A minute passed when the baby looked calm again, and then a beat, and a hissing sound. A hissing that was coming from the baby. The baby that suddenly Arthur was holding up, thankfully serpentless, but communicating in their language nonetheless.
When he turned around Molly saw Arthur’s face at least, beaming at her direction, and his expression brightened even further when he registered her to be there with him.
“So, I know you said no to more children…” And Molly tuned him out, flabbergasted not beginning to cover how she was feeling at the moment.
“Arthur.” She cut his babbling, pale and feeling as feeble as a cloud. “That baby was holding two snakes not a second ago.”
“Mollywobbles, can’t you see he’s a gift from Magic herself?” His wife’s answering frown decidedly told him that no, she did not believe that.
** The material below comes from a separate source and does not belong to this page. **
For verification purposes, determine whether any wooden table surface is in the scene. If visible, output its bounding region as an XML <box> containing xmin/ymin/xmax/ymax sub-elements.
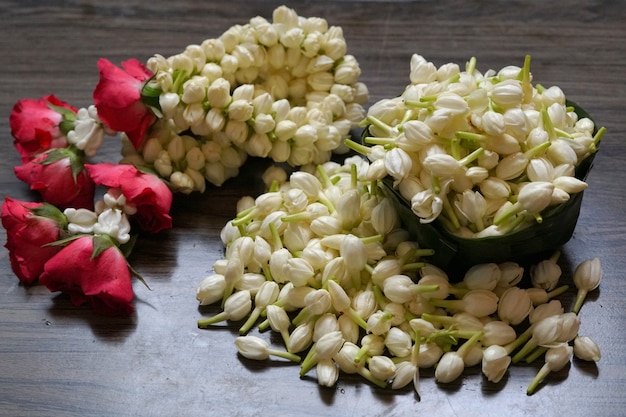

“A gift for what? Already having more children than most magical families?”
“Molly, you know that this works in mysterious ways.” He explained to her while cooing at the brown haired baby, who answered with a nonsensical hiss. Molly could feel a migraine coming only because of that interaction.
“Arthur, that must be somebody else’s baby.” She reasoned, looking at the babe’s dark hair and eyes.
“Ours, it is. Look at him snuggling up, he knows I’m right.” She was mortified at how easily the baby was wrapping her husband around his little finger, and how it was working a little bit on her too. Their interaction was, admittedly, adorable.
“We get him back home, send a patronus to the necessary people and we’ll see, alright?” She compromised, not believing herself in her tameness.
“Alrighty then, honey.” He told her, with a tone that conveyed how sure he was of him getting his way.
When they got back home, toddler in tow, both Amos Diggory and Pandora Lovegood stood up fast as lighting, ready to tell them the story of a child with a mark with such a shape.